When suggestions are made that tourism ministers should be tourism professionals, they overlook the fact that those charged with truly implementing tourism strategies are professionals. Some of them are even quite good or very good. Guerrero was one of the latter. Her departure came as no great surprise, as the job wasn't quite as it said on the tin, but it was a departure that the former government and former tourism minister Joana Barceló could have ill-afforded.

There is no point in now dwelling on the past, but the present and immediate future are far less rosy in tourism promotion terms than they were when Guerrero felt it necessary to resign over how funds were being allocated. At least there were funds then. Now they have all but dried up.

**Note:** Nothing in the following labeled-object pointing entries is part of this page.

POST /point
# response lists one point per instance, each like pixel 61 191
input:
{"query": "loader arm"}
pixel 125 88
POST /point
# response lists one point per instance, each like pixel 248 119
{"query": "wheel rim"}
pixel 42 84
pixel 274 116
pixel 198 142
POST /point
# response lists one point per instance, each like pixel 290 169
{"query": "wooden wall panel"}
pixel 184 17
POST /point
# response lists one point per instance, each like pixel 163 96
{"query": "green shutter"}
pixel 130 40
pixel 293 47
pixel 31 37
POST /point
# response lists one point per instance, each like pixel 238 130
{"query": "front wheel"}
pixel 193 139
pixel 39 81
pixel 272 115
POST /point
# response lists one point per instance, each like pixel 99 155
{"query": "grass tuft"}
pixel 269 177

It is against this background of promotional parsimony that what Guerrero had to say in a recent interview** should be considered carefully. Talking of the need for a reinvention of Mallorcan tourism, she was very clear as to one aspect of such a reinvention - the mode of marketing.

If one takes a quote from this interview, you will begin to appreciate where she is coming from. "Every day you could find ways of interacting with your target (market). A website is not now sufficient for being competitive." She was talking about the role of evolving technologies in tourism promotion. It was music to the ears. Mine at any rate. I have made similar points many times.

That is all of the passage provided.